Suppose $G$ is a finitely presented group that acts on a tree $T$ by isometries, and let $a,b,c\in G$ with relations $abc=1$ and $cba=1$. If two of $a,b,c$ are hyperbolic, does this imply the third element is also hyperbolic? Or any additional conditions that we need to make the implication hold?

Answer 1

Assuming $a$ is hyperbolic, and letting $b=a^{-1}$, it follows that $b$ is hyperbolic too. The relation $ab=c^{-1}$ tells you that $c=1$ which is not hyperbolic.

To say something more general, let $a$ be hyperbolic with axis $A_a \subset T$, and $b$ be hyperbolic with axis $A_b \subset T$.

Suppose that $\alpha = A_a \cap A_b$ is a segment of positive length $L = \text{length}(\alpha)$ (which might be infinite).

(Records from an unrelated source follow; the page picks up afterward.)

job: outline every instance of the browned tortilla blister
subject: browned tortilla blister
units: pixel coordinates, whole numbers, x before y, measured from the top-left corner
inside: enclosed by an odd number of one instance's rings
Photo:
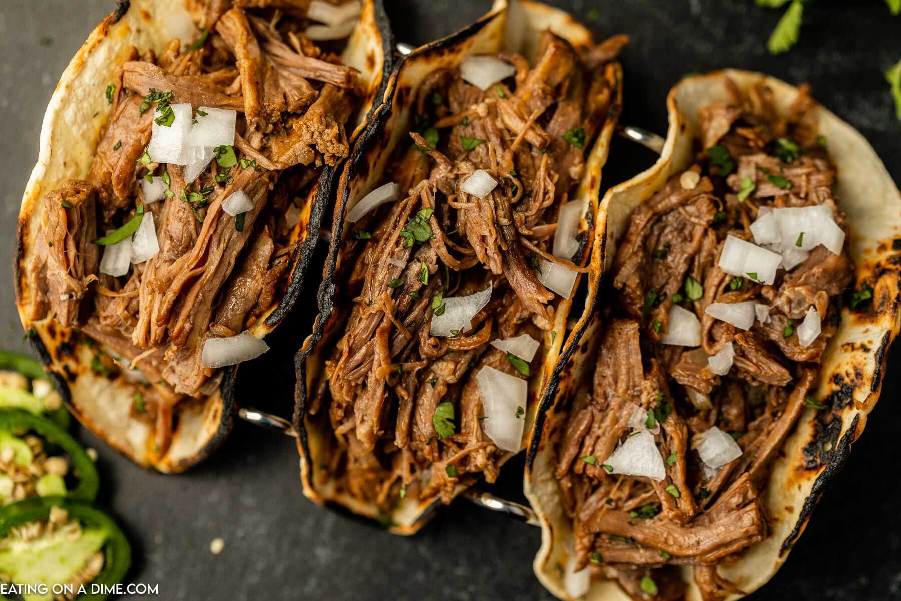
[[[443,68],[454,68],[468,55],[493,54],[508,49],[519,51],[526,59],[535,54],[541,32],[550,29],[569,41],[574,47],[591,44],[591,32],[570,15],[537,2],[507,3],[497,1],[491,12],[463,30],[437,41],[416,49],[405,57],[391,76],[382,104],[375,113],[369,128],[360,136],[351,152],[338,185],[338,198],[334,208],[332,239],[324,268],[323,282],[319,289],[319,314],[314,332],[304,342],[296,358],[296,390],[294,426],[298,433],[297,450],[301,456],[301,479],[304,494],[320,504],[329,504],[386,524],[395,533],[413,534],[434,514],[441,499],[434,496],[424,500],[403,498],[388,514],[374,504],[364,503],[341,488],[330,478],[328,463],[332,449],[333,434],[330,431],[327,414],[311,416],[309,405],[327,387],[324,360],[330,350],[341,339],[344,323],[350,313],[350,300],[343,295],[342,283],[353,269],[352,258],[347,260],[339,252],[342,240],[350,235],[345,226],[346,207],[352,206],[367,193],[384,183],[383,174],[395,154],[395,150],[410,143],[409,132],[414,129],[413,116],[419,87],[430,74]],[[622,104],[622,69],[618,63],[612,66],[614,98],[606,120],[600,129],[595,145],[587,154],[586,169],[578,183],[578,196],[586,199],[589,210],[582,220],[580,235],[587,241],[579,252],[582,264],[603,248],[603,237],[596,235],[595,223],[599,203],[601,168],[606,161],[610,138],[613,134]],[[578,282],[586,278],[579,275]],[[589,286],[596,285],[596,274],[589,274]],[[581,284],[577,284],[581,286]],[[342,296],[343,295],[343,296]],[[528,405],[525,430],[532,427],[538,406],[559,378],[565,378],[569,369],[567,358],[573,342],[568,339],[567,321],[572,301],[558,299],[552,329],[546,332],[543,360],[540,369],[534,369],[528,381]],[[327,413],[327,412],[323,412]],[[514,453],[506,453],[503,463]],[[456,486],[454,496],[474,483],[465,475]]]
[[[23,325],[31,332],[41,360],[50,371],[67,406],[85,426],[139,465],[162,472],[178,472],[206,458],[232,429],[235,412],[237,368],[223,369],[218,390],[180,402],[173,411],[171,444],[163,453],[153,448],[154,427],[130,414],[137,388],[124,376],[107,378],[91,369],[94,351],[74,328],[61,327],[51,316],[28,317],[33,285],[25,266],[40,243],[44,195],[70,179],[83,179],[94,159],[103,125],[113,105],[104,96],[116,68],[129,59],[132,47],[159,53],[173,38],[190,40],[203,3],[190,0],[119,0],[114,13],[91,32],[69,61],[44,114],[37,165],[25,188],[19,212],[14,262],[16,305]],[[341,59],[360,71],[363,102],[350,115],[353,138],[365,128],[373,106],[379,104],[383,77],[393,61],[393,37],[381,0],[366,0]],[[318,185],[301,199],[300,219],[288,241],[296,244],[288,266],[284,296],[272,301],[250,331],[262,338],[294,305],[304,285],[319,238],[320,222],[332,199],[335,167],[324,166]]]
[[[605,244],[592,257],[595,286],[589,290],[589,299],[596,300],[589,304],[608,301],[596,299],[603,294],[601,276],[628,229],[633,210],[692,164],[693,141],[699,136],[698,111],[730,101],[734,88],[730,88],[727,79],[744,94],[755,85],[765,84],[783,115],[798,94],[797,88],[774,77],[734,69],[686,78],[669,92],[669,128],[660,158],[646,171],[611,188],[601,203],[597,229],[605,232]],[[829,157],[838,170],[835,194],[847,215],[846,248],[856,270],[852,286],[860,289],[862,282],[869,282],[873,302],[857,311],[842,309],[837,332],[823,355],[818,380],[811,389],[828,409],[805,409],[772,464],[763,493],[771,524],[768,535],[737,554],[734,561],[716,568],[720,577],[744,594],[764,585],[786,560],[825,484],[842,468],[851,443],[863,433],[878,400],[888,349],[899,327],[901,194],[863,136],[825,108],[816,111],[819,133],[828,140]],[[590,386],[595,367],[590,360],[596,355],[604,330],[600,322],[597,314],[583,315],[577,324],[577,331],[584,333],[570,358],[576,368],[565,372],[556,391],[542,399],[526,457],[524,491],[542,530],[533,569],[548,590],[561,599],[571,598],[564,585],[564,567],[574,553],[574,539],[572,521],[566,515],[554,476],[557,451],[553,441],[555,432],[566,426],[569,400]],[[681,570],[687,587],[685,598],[699,600],[701,592],[691,567]],[[730,593],[727,598],[741,596]],[[596,577],[582,598],[625,601],[630,597],[615,582]]]

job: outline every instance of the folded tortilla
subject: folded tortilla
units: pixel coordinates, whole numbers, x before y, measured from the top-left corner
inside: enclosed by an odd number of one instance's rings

If the translation lengths of $a$ and $b$ are equal to each other and both less than $L$, and if $a$ and $b$ move points on $\alpha$ in opposite directions, then $ab=c^{-1}$ will fix a point on $\alpha$ and therefore $c$ will not be hyperbolic.

On the other hand suppose $A_a \cap A_b$ is either a single point or the empty set. In this case $ab=c^{-1}$ is hyperbolic and therefore $c$ is hyperbolic.

If you want to read more about this stuff I suggest the paper of Culler and Morgan, "Group actions on $\mathbb R$-trees".